Netflix last year bought the rights to “Kulipari: An Army of Frogs,” based on his book triology published by Abrams, about superhero frogs fighting hordes of scorpions and spiders in the Australian outback. The show’s 13 22-minute episodes are set to debut worldwide on Netflix Sept. 2, as part of a fall wave of original kids’ programming coming to the service.
Pryce funded the production of the animated series himself, teaming with production company Splash Entertainment. Originally envisioned as three feature-length animated specials, the project was distilled into a single season for Netflix — after the streamer jumped to acquire the rights to “Kulipari.”
“Netflix said ‘yes’ the quickest,” said Pryce, who also shopped “Kulipari” to two traditional TV networks (which he declined to identify). He signed the deal with Netflix before even pitching it to Hulu or Amazon.
The series follows Darel, a young frog who dreams of joining the Kulipari army to become the warrior of his dreams and fight the forces of the evil Spider Queen Jarrah and Lord Marmoo, the leader of the vicious Scorpion Army.

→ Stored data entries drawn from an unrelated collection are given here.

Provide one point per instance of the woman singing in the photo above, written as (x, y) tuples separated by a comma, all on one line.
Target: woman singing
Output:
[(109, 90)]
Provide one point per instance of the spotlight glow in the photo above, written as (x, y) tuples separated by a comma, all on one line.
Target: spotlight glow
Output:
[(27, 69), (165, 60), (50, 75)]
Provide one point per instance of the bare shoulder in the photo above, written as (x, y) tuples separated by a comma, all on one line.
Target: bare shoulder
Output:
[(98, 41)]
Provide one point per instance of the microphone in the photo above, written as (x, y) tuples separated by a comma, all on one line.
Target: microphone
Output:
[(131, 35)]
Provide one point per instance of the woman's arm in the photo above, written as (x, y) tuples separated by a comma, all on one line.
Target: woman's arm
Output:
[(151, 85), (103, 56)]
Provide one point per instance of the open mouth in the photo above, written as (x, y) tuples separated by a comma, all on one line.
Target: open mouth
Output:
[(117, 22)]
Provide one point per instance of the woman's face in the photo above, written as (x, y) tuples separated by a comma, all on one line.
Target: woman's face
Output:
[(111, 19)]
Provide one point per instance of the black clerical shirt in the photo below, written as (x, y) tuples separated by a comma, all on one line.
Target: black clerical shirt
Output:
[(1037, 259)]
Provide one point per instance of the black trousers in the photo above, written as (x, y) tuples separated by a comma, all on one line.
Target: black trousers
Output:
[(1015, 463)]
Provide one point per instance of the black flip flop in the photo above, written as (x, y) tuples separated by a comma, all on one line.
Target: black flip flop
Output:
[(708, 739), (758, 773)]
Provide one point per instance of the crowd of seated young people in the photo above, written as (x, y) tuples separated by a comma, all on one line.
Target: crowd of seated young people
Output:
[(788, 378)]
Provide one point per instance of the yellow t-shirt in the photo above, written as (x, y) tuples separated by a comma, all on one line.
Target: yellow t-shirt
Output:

Pryce declined to specify the budget for “Kulipari: An Army of Frogs,” but said “I spent a lot of money on it. It didn’t cost as much as ‘House of Cards,’ but we spent more per episode than Marvel has spent on some of their TV shows. My thing was, the quality had to be so superior — because I don’t have a track record (in TV).”
With the show greenlit, Pryce and his partners at Splash signed on Canadian animation studio Cartoon Conrad Productions, and tapped as director Tad Stones, a former Disney animator whose credits with the Mouse House include “Darkwing Duck” and who also worked on the animated “Hellboy” movies.
“I had a certain idea of how I wanted it to look,” Pryce said. But he discovered the realities of animation required certain changes. For example, in the books the spider queen, Jarrah, has human legs with a spider body; but that was changed for the show to give her spider legs, because it looked better in animated sequences.
The origins of the “Kulipari” story date back to when Pryce was growing up in Florida. “In Florida, whenever it rains the frogs come out, on my street there were all these smushed frogs. It freaked me out,” he said. He melded the idea of superhero frogs with elements of Aboriginal Australian folklore, along with the fable of “The Scorpion and the Frog” in writing the Kulipari stories. (Undoubtedly, other anthropomorphic superheroes ranging from Rocket Raccoon to Teenage Mutant Ninja Turtles also served as an inspiration in some way.)
Now Pryce is extending the frog franchise into merchandise, which has included a line of Kulipari T-shirts with Under Armour, and comic books with “Kulipari: Heritage,” a four-issue series that is being released this week.
And he’s planning to make additional seasons of “Kulipari” that continue the story, and possibly even a feature-length movie — regardless of whether Netflix opts to pick them up. “I am making a season two, and a three and four and five,” he said.